WCAG 1.4.9 is a Level AAA criterion and therefore sits above the mandatory minimum established by Presidential Circular 2025/10. Covered entities are not legally required to comply with 1.4.9 to meet the circular's baseline obligations. However, achieving Level AAA on applicable criteria demonstrates a best-in-class commitment to inclusion and significantly broadens the audience that can effectively use the service.

Several sectors covered by the circular have particularly strong incentives to pursue 1.4.9 compliance voluntarily. E-commerce platforms frequently use promotional banners, sale graphics, and product-category headers rendered as images — all of which are common 1.4.9 failure patterns. For users with low vision or dyslexia who rely on text customization to make purchasing decisions, these failures translate directly into lost conversions and potential legal exposure under Turkey's broader consumer protection and anti-discrimination frameworks. Banks and financial institutions similarly present loan rates, account summaries, and fee schedules; if any of this information is embedded in images, low-vision customers cannot adapt the presentation to read it confidently, raising concerns both under the circular and under financial services consumer protection rules. Hospitals and healthcare providers displaying dosage instructions, appointment details, or patient information in image form create patient safety risks for users who cannot adapt the text rendering.
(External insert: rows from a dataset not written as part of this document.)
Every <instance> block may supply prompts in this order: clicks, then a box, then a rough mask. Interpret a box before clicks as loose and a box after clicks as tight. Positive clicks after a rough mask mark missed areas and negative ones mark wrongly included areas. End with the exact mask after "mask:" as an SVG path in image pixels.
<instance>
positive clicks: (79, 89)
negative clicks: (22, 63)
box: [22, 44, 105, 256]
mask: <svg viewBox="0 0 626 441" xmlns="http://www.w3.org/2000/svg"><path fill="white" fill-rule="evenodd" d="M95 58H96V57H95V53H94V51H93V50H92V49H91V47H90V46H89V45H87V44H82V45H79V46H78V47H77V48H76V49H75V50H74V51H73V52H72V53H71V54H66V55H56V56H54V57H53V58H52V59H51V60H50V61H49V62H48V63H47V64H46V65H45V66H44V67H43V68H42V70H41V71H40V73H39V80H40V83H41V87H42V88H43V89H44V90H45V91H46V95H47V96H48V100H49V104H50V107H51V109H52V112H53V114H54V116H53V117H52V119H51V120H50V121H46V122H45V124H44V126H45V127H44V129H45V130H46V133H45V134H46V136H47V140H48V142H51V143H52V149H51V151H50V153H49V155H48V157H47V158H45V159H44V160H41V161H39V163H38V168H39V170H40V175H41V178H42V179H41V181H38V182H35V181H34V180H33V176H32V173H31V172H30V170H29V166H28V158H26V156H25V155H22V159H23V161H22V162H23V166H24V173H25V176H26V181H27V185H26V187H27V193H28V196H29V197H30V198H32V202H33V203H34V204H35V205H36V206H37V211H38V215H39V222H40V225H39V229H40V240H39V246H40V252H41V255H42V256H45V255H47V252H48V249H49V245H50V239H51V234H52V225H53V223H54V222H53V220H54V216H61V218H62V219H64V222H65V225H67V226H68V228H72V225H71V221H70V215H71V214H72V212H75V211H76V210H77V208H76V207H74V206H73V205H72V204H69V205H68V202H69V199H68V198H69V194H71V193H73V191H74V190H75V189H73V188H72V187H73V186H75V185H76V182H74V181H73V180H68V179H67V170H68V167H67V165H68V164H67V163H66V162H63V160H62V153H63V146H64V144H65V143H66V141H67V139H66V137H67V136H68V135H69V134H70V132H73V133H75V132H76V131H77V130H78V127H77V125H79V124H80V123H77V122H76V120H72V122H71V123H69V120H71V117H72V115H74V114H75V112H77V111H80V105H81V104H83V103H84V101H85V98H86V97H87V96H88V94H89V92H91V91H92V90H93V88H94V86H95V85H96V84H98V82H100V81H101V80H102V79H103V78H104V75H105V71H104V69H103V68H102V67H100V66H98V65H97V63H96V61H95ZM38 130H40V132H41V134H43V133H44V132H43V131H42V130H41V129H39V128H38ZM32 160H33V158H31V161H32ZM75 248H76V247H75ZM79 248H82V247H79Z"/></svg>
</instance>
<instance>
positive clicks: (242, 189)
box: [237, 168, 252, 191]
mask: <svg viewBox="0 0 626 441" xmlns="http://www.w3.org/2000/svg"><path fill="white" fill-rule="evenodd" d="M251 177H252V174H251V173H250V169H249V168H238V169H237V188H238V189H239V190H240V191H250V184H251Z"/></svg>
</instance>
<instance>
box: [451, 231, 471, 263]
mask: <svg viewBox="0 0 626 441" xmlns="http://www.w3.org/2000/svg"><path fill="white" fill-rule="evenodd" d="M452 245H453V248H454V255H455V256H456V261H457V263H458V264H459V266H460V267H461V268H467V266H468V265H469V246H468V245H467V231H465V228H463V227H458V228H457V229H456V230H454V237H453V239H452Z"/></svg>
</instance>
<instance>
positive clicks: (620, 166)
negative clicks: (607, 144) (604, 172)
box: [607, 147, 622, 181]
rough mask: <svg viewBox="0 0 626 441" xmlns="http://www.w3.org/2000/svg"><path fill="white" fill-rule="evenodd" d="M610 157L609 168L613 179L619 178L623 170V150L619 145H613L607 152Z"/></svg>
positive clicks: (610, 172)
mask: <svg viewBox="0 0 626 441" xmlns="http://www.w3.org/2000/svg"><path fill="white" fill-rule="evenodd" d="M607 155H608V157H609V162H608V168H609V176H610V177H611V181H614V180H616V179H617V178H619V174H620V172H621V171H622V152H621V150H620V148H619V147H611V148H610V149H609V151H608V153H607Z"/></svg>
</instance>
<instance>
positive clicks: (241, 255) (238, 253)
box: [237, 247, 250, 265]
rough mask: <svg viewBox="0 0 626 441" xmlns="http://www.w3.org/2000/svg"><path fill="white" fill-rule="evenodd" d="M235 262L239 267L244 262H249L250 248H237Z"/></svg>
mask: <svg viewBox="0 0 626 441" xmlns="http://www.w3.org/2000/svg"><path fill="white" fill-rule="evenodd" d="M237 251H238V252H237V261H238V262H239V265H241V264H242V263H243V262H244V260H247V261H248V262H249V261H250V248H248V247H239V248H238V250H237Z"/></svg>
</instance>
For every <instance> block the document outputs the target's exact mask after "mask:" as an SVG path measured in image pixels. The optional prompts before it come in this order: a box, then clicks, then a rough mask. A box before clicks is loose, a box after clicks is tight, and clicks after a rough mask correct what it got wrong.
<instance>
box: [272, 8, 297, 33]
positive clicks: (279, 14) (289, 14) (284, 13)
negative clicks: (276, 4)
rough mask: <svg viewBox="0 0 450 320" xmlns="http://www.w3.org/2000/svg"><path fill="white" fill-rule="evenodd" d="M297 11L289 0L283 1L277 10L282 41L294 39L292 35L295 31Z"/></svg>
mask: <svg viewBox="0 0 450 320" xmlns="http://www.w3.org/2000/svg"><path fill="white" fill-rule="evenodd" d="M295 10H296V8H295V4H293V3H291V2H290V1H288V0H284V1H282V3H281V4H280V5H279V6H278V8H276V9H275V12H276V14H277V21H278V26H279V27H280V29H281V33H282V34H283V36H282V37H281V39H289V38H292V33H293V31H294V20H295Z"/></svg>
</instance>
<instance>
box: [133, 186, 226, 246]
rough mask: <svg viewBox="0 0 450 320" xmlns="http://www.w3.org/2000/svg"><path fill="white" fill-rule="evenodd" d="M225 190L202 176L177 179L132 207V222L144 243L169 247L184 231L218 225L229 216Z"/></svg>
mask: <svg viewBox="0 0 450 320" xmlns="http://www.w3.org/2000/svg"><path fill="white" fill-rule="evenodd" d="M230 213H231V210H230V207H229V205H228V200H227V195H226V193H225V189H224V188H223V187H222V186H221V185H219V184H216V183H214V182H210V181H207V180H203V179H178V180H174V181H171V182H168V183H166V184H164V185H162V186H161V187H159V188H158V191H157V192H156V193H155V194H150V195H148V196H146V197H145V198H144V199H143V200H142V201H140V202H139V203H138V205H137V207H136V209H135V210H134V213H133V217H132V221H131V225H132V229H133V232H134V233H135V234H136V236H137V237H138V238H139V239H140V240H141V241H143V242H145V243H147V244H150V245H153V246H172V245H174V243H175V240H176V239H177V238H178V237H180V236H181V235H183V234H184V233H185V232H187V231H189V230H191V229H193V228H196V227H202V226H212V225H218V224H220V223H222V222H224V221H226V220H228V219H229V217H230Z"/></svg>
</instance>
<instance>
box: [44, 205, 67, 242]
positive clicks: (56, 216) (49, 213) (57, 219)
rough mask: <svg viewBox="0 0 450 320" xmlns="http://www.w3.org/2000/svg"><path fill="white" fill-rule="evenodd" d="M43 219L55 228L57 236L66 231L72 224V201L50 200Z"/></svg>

Organizations seeking to future-proof their digital properties against regulatory evolution — or those pursuing public procurement contracts that require demonstrated accessibility leadership — are well advised to audit and remediate 1.4.9 failures as part of a comprehensive accessibility programme. Accsible's overlay SDK can assist with runtime text adaptation for some legacy image-of-text scenarios, but permanent code-level remediation — replacing images of text with real HTML text styled via CSS and web fonts — remains the most robust and durable solution for long-term conformance.